Pre-processing is the first step in working with text and in building a model to solve our business problem. Pre-processing in itself is a multi-stage process. In this article, we will be only talking about tokenization and tokenizers. So, let’s get started. 🏄🏼
Note: We are mainly focusing on the English language.
Tokenization
Tokenization is one of the most important steps in text pre-processing. Whether you are working with traditional NLP techniques or using advanced deep-learning techniques, you cannot skip this step. 🙅🏻
Tokenization in simple words is the process of splitting a phrase, sentence, paragraph, one or multiple text documents into smaller units. 🔪 Each of these smaller units is called a token. Now, these tokens can be anything — a word, a subword, or even a character. Different algorithms follow different processes in performing tokenization but the below given example will give you a basic idea about the difference between these three.

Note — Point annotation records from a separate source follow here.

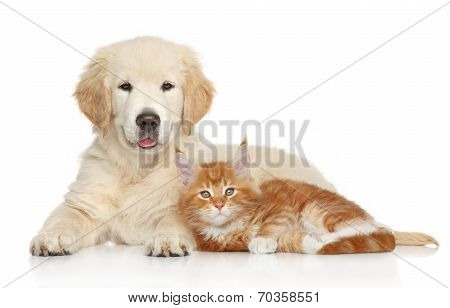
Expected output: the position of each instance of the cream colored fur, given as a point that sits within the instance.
(113, 197)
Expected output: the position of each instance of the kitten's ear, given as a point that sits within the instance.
(185, 169)
(241, 163)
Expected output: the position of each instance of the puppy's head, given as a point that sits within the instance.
(142, 90)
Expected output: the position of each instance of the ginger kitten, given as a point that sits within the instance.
(227, 212)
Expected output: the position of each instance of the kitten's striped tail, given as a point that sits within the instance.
(414, 239)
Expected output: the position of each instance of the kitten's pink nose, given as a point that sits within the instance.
(218, 205)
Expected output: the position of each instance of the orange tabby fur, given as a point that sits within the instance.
(277, 216)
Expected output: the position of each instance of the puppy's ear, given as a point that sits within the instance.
(185, 168)
(241, 163)
(94, 98)
(198, 93)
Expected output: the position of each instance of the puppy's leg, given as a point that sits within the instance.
(171, 238)
(65, 231)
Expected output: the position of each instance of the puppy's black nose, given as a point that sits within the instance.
(148, 121)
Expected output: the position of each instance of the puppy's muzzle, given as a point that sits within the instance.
(148, 125)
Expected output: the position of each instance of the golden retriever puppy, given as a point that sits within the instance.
(139, 94)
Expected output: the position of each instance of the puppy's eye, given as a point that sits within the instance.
(166, 86)
(205, 194)
(229, 192)
(126, 86)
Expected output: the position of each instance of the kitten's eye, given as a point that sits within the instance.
(229, 192)
(205, 194)
(126, 86)
(166, 86)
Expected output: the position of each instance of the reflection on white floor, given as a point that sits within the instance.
(124, 266)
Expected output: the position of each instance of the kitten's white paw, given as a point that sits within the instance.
(53, 243)
(311, 244)
(261, 245)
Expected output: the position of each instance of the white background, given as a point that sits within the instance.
(379, 130)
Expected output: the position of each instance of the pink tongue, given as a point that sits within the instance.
(146, 143)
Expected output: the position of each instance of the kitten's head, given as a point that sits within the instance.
(216, 193)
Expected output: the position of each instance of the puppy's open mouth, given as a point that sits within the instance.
(146, 143)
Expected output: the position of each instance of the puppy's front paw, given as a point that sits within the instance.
(168, 245)
(261, 245)
(51, 243)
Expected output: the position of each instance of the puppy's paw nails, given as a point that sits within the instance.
(168, 245)
(260, 245)
(51, 243)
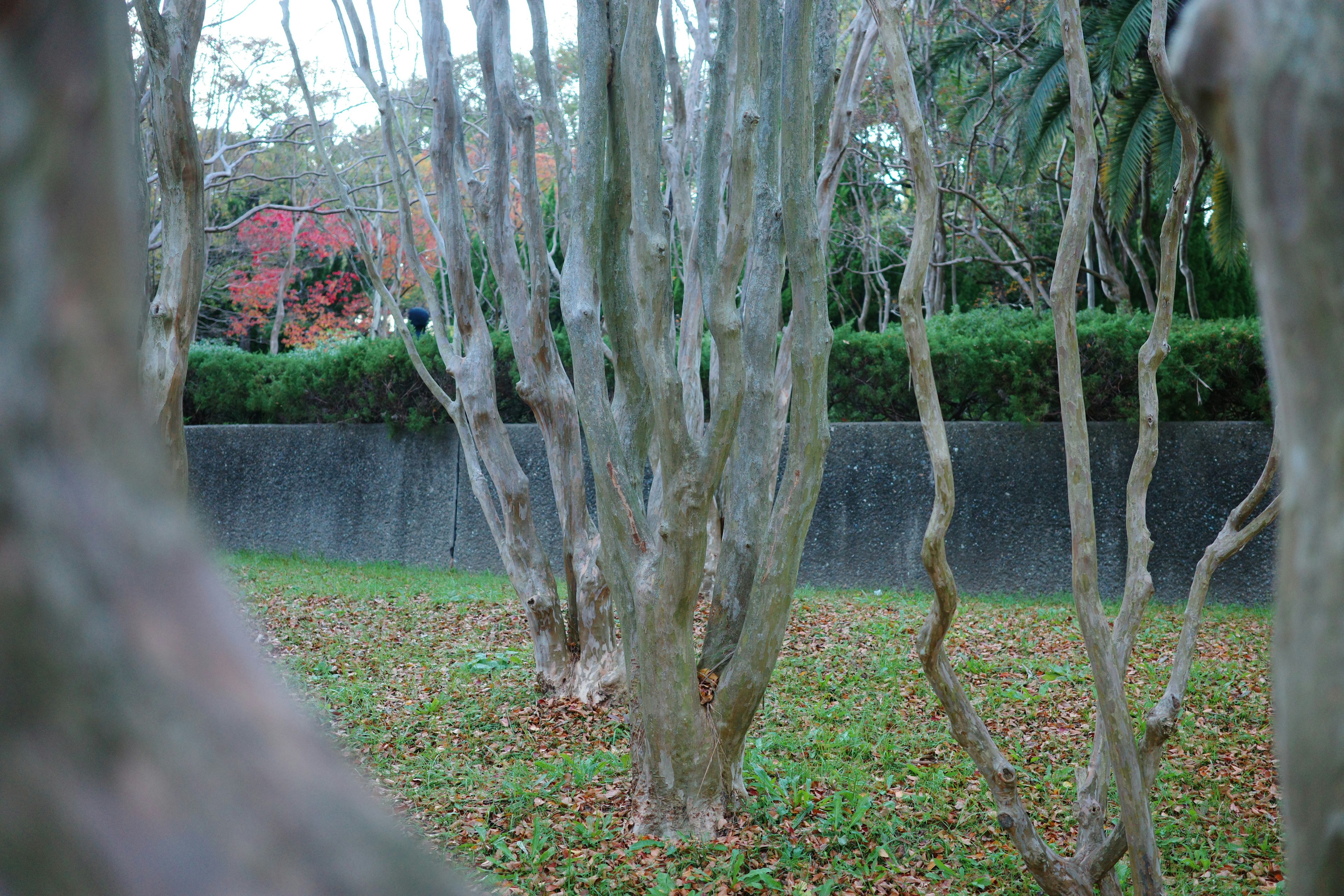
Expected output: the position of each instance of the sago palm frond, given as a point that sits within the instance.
(1225, 226)
(1126, 30)
(1131, 144)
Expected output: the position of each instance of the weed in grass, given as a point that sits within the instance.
(854, 781)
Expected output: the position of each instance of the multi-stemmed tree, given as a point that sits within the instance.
(574, 645)
(690, 716)
(1116, 753)
(1268, 81)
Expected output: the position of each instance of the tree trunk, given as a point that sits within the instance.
(283, 287)
(492, 467)
(1268, 83)
(1108, 672)
(1113, 281)
(545, 385)
(689, 722)
(146, 747)
(1139, 583)
(171, 41)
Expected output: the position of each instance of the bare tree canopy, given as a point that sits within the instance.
(144, 746)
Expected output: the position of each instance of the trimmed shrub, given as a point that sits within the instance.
(991, 366)
(1000, 366)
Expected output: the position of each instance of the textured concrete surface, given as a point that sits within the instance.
(359, 493)
(1010, 531)
(343, 492)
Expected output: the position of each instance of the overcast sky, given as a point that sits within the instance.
(319, 38)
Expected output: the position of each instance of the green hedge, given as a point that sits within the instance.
(991, 366)
(1000, 366)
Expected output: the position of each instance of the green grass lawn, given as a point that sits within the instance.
(857, 784)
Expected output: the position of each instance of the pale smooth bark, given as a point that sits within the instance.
(854, 72)
(1139, 581)
(468, 355)
(1108, 672)
(171, 38)
(1093, 862)
(1268, 81)
(146, 746)
(1056, 875)
(545, 385)
(689, 723)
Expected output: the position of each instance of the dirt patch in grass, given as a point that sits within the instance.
(857, 785)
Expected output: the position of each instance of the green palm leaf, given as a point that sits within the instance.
(1225, 226)
(1127, 29)
(1131, 144)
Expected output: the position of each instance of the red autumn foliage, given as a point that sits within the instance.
(318, 308)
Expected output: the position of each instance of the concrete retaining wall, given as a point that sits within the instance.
(359, 493)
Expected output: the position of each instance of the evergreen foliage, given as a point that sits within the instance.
(992, 365)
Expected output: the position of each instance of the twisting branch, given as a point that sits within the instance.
(1056, 875)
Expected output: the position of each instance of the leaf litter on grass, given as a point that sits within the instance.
(854, 781)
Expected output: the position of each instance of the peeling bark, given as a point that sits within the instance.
(689, 722)
(146, 747)
(171, 38)
(468, 357)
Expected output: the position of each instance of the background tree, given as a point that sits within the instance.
(144, 745)
(573, 641)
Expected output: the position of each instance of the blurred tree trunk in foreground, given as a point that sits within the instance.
(144, 746)
(1268, 81)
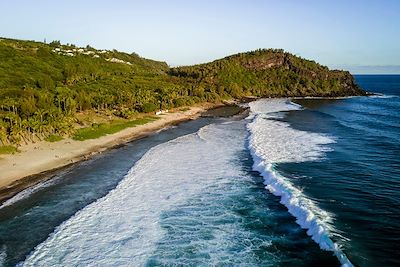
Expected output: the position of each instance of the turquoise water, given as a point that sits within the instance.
(310, 185)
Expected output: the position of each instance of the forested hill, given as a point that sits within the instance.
(270, 73)
(44, 88)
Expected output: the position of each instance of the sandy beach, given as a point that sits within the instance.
(32, 164)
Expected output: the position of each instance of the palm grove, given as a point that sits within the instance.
(44, 86)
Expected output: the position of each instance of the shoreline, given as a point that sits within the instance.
(38, 162)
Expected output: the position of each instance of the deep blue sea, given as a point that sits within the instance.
(306, 182)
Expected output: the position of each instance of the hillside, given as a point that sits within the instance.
(45, 88)
(270, 73)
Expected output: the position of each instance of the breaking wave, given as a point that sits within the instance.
(272, 141)
(123, 228)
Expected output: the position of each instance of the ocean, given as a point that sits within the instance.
(305, 182)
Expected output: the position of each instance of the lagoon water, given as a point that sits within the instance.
(310, 183)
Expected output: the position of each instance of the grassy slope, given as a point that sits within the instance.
(43, 88)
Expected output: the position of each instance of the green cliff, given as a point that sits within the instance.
(45, 87)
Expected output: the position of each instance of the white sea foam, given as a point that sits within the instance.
(31, 190)
(273, 141)
(383, 96)
(122, 228)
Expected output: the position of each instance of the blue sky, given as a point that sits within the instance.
(361, 36)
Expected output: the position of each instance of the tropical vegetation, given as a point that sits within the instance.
(45, 87)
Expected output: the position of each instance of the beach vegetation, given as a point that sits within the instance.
(44, 87)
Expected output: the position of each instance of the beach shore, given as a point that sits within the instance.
(36, 161)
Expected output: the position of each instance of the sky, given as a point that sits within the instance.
(360, 36)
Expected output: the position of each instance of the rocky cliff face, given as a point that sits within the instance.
(272, 72)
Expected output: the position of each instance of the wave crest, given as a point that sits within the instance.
(273, 141)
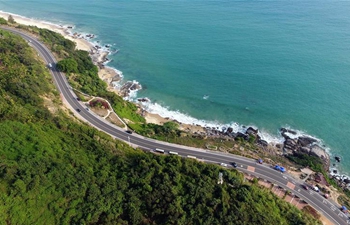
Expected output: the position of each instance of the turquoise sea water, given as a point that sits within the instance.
(263, 63)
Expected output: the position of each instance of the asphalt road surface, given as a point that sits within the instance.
(248, 166)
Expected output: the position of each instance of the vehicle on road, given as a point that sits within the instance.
(280, 168)
(173, 153)
(160, 150)
(344, 209)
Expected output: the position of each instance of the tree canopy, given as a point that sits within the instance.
(56, 170)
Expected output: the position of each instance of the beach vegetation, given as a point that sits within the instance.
(68, 65)
(56, 170)
(3, 21)
(10, 19)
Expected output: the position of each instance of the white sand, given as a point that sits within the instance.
(82, 44)
(106, 74)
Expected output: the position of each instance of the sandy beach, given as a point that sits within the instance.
(107, 74)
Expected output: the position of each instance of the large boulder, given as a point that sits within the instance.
(322, 154)
(306, 141)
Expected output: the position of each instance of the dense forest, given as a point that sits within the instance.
(57, 170)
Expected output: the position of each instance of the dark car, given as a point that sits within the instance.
(305, 186)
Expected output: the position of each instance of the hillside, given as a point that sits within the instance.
(57, 170)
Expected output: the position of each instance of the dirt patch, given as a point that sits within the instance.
(100, 112)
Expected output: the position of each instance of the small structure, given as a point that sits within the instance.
(221, 180)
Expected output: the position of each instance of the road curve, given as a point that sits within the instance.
(326, 207)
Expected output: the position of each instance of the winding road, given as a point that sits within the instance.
(328, 208)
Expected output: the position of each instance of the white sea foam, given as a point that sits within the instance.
(177, 115)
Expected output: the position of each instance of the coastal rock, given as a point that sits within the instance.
(229, 130)
(337, 158)
(263, 143)
(285, 130)
(305, 150)
(241, 135)
(322, 154)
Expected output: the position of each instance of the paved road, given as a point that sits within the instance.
(326, 207)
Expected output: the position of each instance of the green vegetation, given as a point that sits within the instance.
(314, 162)
(85, 76)
(54, 170)
(10, 19)
(3, 21)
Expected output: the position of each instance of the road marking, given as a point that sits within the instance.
(250, 168)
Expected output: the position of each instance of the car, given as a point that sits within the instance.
(305, 186)
(280, 168)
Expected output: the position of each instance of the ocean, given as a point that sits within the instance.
(269, 64)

Consider the following sentence/raw text.
“Let us learn tokenization.”
A word-based tokenization algorithm will break the sentence into words. The most common one is splitting based on space.
[“Let”, “us”, “learn”, “tokenization.”]
A subword-based tokenization algorithm will break the sentence into subwords.
[“Let”, “us”, “learn”, “token”, “ization.”]
A character-based tokenization algorithm will break the sentence into characters.
[“L”, “e”, “t”, “u”, “s”, “l”, “e”, “a”, “r”, “n”, “t”, “o”, “k”, “e”, “n”, “i”, “z”, “a”, “t”, “i”, “o”, “n”, “.”]
Tokens are actually the building blocks of NLP and all the NLP models process raw text at the token level. These tokens are used to form the vocabulary, which is a set of unique tokens in a corpus (a dataset in NLP). This vocabulary is then converted into numbers (IDs) and helps us in modeling. 😎
We mentioned three different tokenization techniques here. Each of these techniques works differently and have their own advantages and disadvantages. Let us go into the details of each of these techniques to know more. 🏇🏻
Word-based tokenization
This is the most commonly used tokenization technique. It splits a piece of text into words based on a delimiter. The most commonly used delimiter is space. You can also split your text using more than one delimiter, like space and punctuation marks. Depending on the delimiter you used, you will get different word-level tokens.
Word-based tokenization can be easily done using custom RegEx or Python’s split() method. Apart from that, there are plenty of libraries in Python — NLTK, spaCy, Keras, Gensim, which can help you perform tokenization easily.
Example:
“Is it weird I don’t like coffee?”
By performing word-based tokenization with space as a delimiter, we get:
[“Is”, “it”, “weird”, “I”, “don’t”, “like”, “coffee?”]
If we look at the tokens “don’t” and “coffee?”, we will notice that these words have punctuation attached to them. What if there is another raw text (sentence) in our corpora like this — “I love coffee.” This time there will be a token “coffee.” which can lead the model to learn different representations of the word coffee (“coffee?” and “coffee.”) and will make the representation of words (tokens) suboptimal. 🙆🏻
The reason that we should take punctuation into account while performing tokenization is that we do not want our model to learn different representations of the same word with every possible punctuation (of course the ones that can follow a word). If we allow our model to do so, we will be exploded with the number of representations a model will learn (each word × number of punctuations used in a language). 😳 So, let’s take punctation into account.
[“Is”, “it”, “wierd”, “I”, “don”, “’”, “t”, “like”, “coffee”, “?”]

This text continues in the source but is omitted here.